Here’s a link to an article describing what the “leap second” is all about, but the basics are that the Earth’s rotation is slowing a couple thousandths of a second every day while atomic time is constant. So, every so often, the powers that be basically stall clocks by a single second so that atomic time and conventional UTC time line up. So, for one day (June 30th, to be exact) the clocks will read 23:59:60 (or 11:59:60 PM) whereas they would ordinarily click over to 00:00:00 after 23:59:59.

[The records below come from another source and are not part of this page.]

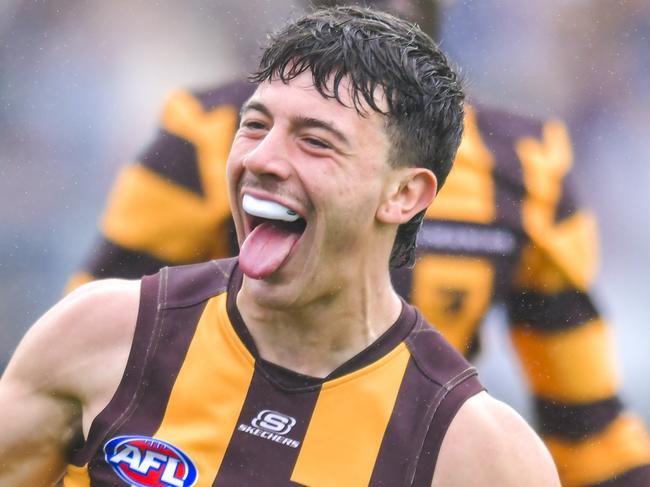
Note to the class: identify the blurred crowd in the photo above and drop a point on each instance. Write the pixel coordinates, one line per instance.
(80, 83)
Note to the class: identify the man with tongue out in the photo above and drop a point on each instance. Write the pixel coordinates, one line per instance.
(295, 363)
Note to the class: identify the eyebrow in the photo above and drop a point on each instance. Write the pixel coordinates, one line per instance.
(298, 121)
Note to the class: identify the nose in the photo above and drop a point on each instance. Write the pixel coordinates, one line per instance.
(270, 157)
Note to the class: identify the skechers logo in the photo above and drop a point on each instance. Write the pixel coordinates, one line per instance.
(146, 462)
(272, 426)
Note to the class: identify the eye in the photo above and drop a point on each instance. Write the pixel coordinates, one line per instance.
(253, 125)
(317, 143)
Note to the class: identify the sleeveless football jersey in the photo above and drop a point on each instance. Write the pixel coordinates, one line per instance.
(198, 406)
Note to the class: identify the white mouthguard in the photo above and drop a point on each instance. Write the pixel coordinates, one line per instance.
(268, 209)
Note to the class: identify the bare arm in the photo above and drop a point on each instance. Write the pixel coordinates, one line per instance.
(64, 371)
(489, 444)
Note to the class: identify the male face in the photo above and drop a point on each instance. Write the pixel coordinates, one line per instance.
(297, 152)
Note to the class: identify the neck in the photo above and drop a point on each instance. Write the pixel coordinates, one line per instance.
(316, 338)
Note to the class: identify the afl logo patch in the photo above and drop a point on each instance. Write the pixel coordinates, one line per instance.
(147, 462)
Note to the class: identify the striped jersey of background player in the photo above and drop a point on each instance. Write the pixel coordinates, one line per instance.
(505, 229)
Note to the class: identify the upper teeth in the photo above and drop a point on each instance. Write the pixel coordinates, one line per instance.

The problem is that the majority of computer systems these days are programmed to synchronize time to an NTP source. The server(s) running this blog subscribe to pool.ntp.org, for instance. Every few minutes the servers go out to an atomic time source and say “Hey, what time is it?” and the atomic clock replies, and if it’s out, the server time is adjusted. The real issue resides in the fact that 23:59:60 does not exist in the implementation of UTC time and so the kernel must know to increment the system clock back one second at the specific date/time. So, in some cases, 23:59:60 is interpreted the same as 00:00:00 by some kernels and therefore the single second offset is not accounted for.
If a server subscribes to NTP synchronized time then the NTP source should make the server aware and the system clock should read 23:59:59, 23:59:59, 00:00:00. For systems not running NTP the time will simply be off by a single second if the time were exactly correct. Many Linux kernels were programmed to insert the leap second in the syslog and the system will hang due to a deadlock on xtime_lock.
The fix is simple but pretty significant – patch the kernel. Not a huge deal in the grand scheme of things but if you work at an MSP or large corporation with tons of servers, getting everyone to sign off on a kernel update can be a serious challenge. Well… you’ve got 3.5 months, so… get going!
It’s not the first time a leap second has been added (and is in fact the 26th), but considering that RHEL4/5/6/7 are all affected by this potential glitch it is definitely worth investigating and resolving ahead of time. It’s also a good idea to investigate or patch any other distribution running an older kernel.